All my objections do not mean there is no problem at all. My objections do mean that this book does not show whether there is a problem and if so what the causes are. From personal observation as a part time consultant I am sometimes amazed by the amount of consultants working in organizations, both public and private. Sometimes I also wondered what quality these consultants were delivering. From some research I did a couple of years ago in the Netherlands into over 100 consulting projects, I also learned that consultancies that work exclusively for the public sector, use less sophisticated business models than those working for the private sector. Why? Is it the same in other countries? Was this just due to my specific sample? Anyway: my feeling (not fact!) is that is good to discuss how governments use consultants (in fact I have said so in a 2016 interview in a Dutch newspaper). But we need to do so based on facts and reason not based on preconceived notions and a limited understanding of the facts.

As to the recommendations in the book: with so little empirical evidence and sound reasoning, any recommendation about how to deal with consultants seems premature. This book does not provide a solid basis for policy. Nevertheless some of the ideas presented are good practice no matter what. Focusing on learning from consultants rather that leaving everything up to the consultant is a good practice under any circumstance. Creating capability in the government by investing in internal consultancy departments is a good idea as well, at it is for any other organization. In fact, I have worked with excellent consultants inside the Dutch government in the past and found that very useful.

This book is a pamphlet that aims to set an agenda; it is not an objective analysis. If this book is able to start up a debate in which the truth comes out that will be a contribution to society. If however we accept this book as the truth, society may suffer. Neither the empirical evidence, nor the theory behind it meet basic requirements.

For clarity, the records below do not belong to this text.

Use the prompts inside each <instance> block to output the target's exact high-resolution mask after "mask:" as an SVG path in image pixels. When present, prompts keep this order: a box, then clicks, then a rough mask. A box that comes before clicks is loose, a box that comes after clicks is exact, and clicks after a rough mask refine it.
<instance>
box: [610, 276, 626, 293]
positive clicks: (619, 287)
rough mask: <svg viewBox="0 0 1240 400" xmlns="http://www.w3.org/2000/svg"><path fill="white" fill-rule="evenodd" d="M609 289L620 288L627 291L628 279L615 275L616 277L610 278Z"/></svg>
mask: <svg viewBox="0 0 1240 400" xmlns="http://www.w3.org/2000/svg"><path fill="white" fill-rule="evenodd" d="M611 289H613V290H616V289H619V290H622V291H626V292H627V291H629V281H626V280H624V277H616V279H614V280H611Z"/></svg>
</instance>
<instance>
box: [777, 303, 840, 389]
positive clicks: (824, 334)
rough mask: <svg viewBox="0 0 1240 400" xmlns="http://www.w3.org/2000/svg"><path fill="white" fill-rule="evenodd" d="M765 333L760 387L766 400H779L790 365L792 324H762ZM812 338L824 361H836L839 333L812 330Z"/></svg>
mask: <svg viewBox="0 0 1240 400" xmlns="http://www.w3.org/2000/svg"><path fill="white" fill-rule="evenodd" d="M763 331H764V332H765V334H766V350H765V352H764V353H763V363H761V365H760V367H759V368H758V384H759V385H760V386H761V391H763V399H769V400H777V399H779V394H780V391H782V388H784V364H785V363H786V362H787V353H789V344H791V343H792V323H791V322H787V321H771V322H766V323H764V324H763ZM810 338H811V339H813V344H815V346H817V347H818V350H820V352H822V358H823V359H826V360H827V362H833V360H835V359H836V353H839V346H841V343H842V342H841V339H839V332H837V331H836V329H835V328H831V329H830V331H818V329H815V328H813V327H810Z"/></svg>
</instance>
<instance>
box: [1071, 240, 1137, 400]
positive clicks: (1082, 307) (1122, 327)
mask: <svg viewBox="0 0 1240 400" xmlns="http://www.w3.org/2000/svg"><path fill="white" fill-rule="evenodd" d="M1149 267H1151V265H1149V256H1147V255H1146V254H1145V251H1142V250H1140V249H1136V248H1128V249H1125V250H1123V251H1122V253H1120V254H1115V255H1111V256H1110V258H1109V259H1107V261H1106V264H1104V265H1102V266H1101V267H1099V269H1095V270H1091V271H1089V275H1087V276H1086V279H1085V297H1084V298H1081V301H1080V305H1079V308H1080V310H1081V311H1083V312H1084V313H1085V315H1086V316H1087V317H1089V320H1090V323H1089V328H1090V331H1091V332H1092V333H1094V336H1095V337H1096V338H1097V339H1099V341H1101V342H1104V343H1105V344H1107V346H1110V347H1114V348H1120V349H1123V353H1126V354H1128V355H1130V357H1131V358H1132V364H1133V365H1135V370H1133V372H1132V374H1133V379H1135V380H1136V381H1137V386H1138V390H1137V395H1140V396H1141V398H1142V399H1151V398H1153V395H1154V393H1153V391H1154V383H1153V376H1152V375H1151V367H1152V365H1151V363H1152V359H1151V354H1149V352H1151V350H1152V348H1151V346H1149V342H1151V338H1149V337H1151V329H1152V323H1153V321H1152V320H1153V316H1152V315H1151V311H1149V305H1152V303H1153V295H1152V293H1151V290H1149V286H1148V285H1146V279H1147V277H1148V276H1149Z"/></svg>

As any good consultant can tell you: without a sound diagnosis any proposal for change is premature.

 

Bronnenmayer, M., Wirtz, B. W., & Göttel, V. (2016a). Determinants of perceived success in management consulting: An empirical investigation from the consultant perspective. Management Research Review39(6), 706-738.

Bronnenmayer, M., Wirtz, B. W., & Göttel, V. (2016b). Success factors of management consulting. Review of Managerial Science10, 1-34.

Forbes, 2015, Many Companies Fail to Realize Optimum Value in Consulting Projects, Says New Study, February 25th.